Would you have any objection, say, to the requirement that X is one or both of the following:

(i) AbstractVector{<:Image} where Image = Union{ColorImage,GrayImage} and GrayImage = AbstractArray{<:Gray,2}, AbstractArrray{<:AbstractRGB,2}? Here Gray and AbstractRGB are defined in ColorTypes ? Note this allows for the use of SparseMatrixCSV{<:Gray}, and so forth.

(ii) Any Tables.jl compatible table having AbstractFloat columns?

davidbp commented 5 years ago

I'm not sure If I have an objection because I haven't implemented it yet (there could be corner cases that I'm not aware of...).

I think we could start adding support for AbstractVector{<:Image}. If I understand it correctly, if X <: AbstractVector{<:Image} then X[1] is an image of a given size and X[2] is an image (of possibly a different size). Is this correct?

My issue is still that I would like to model pipelines containing

Image -> feature_extraction -> perceptron

where feature_extraction returns an Array (not an AbstractVector{<:Image}).

Then, to model such a thing in MLJ, I would like to create two Machine objects and make a learning network with the machines. Then fit the whole learning network. The issue is that the output of the feature_extraction will be an array and will have a conflict with the input of the second machine as far as I understand.

Before any creation involving more than a Machine I should start with the capability of creating a single machine. Right now I'm having problems trying to run the scripts basic_usage_train_machine.jl and basic_usage_train2_machine.jl because of scitype related details. Maybe you could give a hint on how to adapt the code so that both examples work.

ablaom commented 5 years ago

Thanks for that.

I think we could start adding support for AbstractVector{<:Image} . If I understand it correctly, if X <: AbstractVector{<:Image} then X[1] is an image of a given size and X[2] is an image (of possibly a different size). Is this correct?

Yes, you are right, the images could have different sizes, which potentially your algorithm would not support, and I had not thought of that. We should probably add size parameters to Image. However, for now I think we can safely ignore the issue.

My issue is still that I would like to model pipelines containing

Image -> feature_extraction -> perceptron where feature_extraction returns an Array (not an AbstractVector{<:Image}).

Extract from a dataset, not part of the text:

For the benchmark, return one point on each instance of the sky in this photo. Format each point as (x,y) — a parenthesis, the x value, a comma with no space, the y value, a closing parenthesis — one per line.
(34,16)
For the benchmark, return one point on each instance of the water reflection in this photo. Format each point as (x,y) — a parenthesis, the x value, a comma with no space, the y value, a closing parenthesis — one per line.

Then you have a choice: add Table(<:Continuous) to your supported formats, and simply insert dummy tabularization (MLJ.table) into your pipeline (has the advantage of pleasing those many who like to pass tabular data directly to the model) or you add AbstractMatrix{<:Continuous} to your supported formats, or you support all three formats: input_scitype(::Type{<:YourModel}) = Union{etc}.

Maybe you could give a hint on how to adapt the code so that both examples work.

Can you provide more specific detail on the issue? I can take a look but don't have time just right now.

ablaom commented 5 years ago

update to Image scitypes: https://github.com/alan-turing-institute/ScientificTypes.jl/commit/d54d6b87932bb2029d25e25dee49998cfd06c62a

davidbp commented 5 years ago

Hello again, sorry for trying to fix this sooner! The good of the story is that I just updated the fit method and now get a bit more accuracy.

My code works when I use the API (example1 :

 MLJBase.fit(perceptron, 1, train_x, train_y)

but is not working correctcly when I try to do example2

MLJBase.fit!(perceptron_machine)

It gets stuck during fit!(perceptron_machine) (the code gets stuck with a very high use of CPU for a long time).

davidbp commented 5 years ago

I think I found the issue

In my fit method I check the input type:


function MLJBase.fit(model::MulticlassPerceptronClassifier,
                     verbosity::Int,
                     X,
                     y)

    @assert y isa CategoricalArray "typeof(y)=$(typeof(y)) but typeof(y) should be a CategoricalArray"

    #X              = MLJBase.matrix(X)
    n_classes      = length(unique(y))
    classes_seen   = unique(y)
    n_features, _  = num_features_and_observations(X)

    # Function fit!(perceptron, X, y) expects size(X) = n_features x n_observations
    if X isa AbstractDataFrame
        X  = MLJBase.matrix(X)
        X  = copy(X')
    elseif X isa AbstractArray
        X  = MLJBase.matrix(X)
    end

But if none of the statements is true the code freezes. For example, in the MNIST case the input has type Tables.MatrixTable{Array{Float32,2}} which is not an AbstractArray. I fixed this issue but the code still freezes :S

ablaom commented 5 years ago

Okay:

1) No need to check the type of y. I assume you have something like

using ScientficTypes
MLJBase.target_scitype(::Type{<:MulticlassPerceptronClassifier}) = AbstractVector{<:Finite}

which ensures your y will be an AbstractVector with categorical elements (type CategoricalArrays.CategoricalValue or CategoricalArrays.CategoricalString).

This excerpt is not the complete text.